How are you getting the transcriptions for recordings?

JunjieLl commented 9 months ago

How are you getting the transcriptions for recordings?

Maybe Libriheavy is a good choice

JunjieLl commented 9 months ago

So I considered training VALL-E using the librilight dataset. After downloading, I processed similar to LJSpeech:

lhotse prepare librilight -j 16 download data/manifests

However, when I try to do Tokenization, I instantly hit OOM, no matter which batch duration I use. This is how I call the tokenizer:

python3 bin/tokenizer.py --dataset-parts "small medium large" --audio-extractor Encodec --batch-duration 400 --src-dir "data/manifests" --output-dir "data/tokenized" --prefix "librilight"

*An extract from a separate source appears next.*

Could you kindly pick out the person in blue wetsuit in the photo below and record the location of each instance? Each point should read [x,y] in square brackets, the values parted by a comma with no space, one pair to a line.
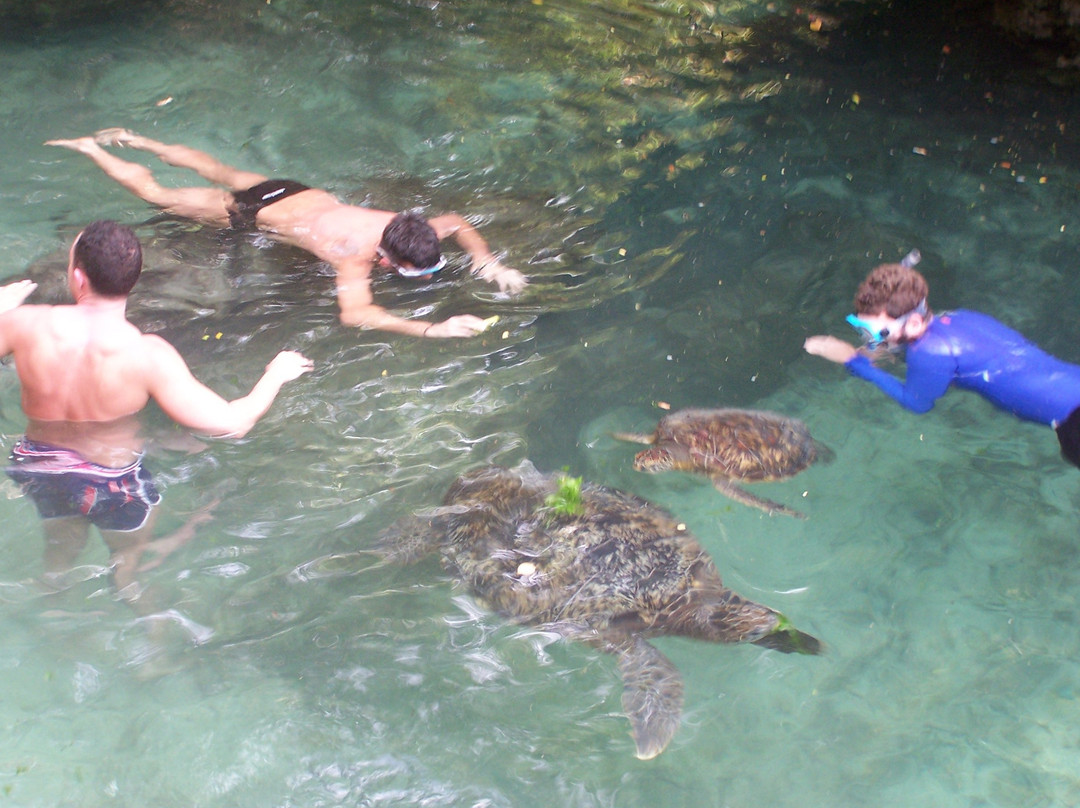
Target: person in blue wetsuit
[962,348]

I suspect there is either some issue with the data format, or the tokenizer tries to store the whole dataset in memory for some reason.

Did anyone encounter this, too, and knows about a potential fix ?

Sorry to disturb. Actually I'm reproducing valle with Libriheavy, an alternative of LibriLight with text labels. This dataset has provided lhotse manifest for segmented audios, but I'm still encountering OOM(RAM) error. Is there any details I didn't notice.

mubtasimahasan commented 1 month ago

@JunjieLl Hi, I'm facing the same issue, were you able to find a solution for the OOM (RAM) error? Any tips would be appreciated. Thanks!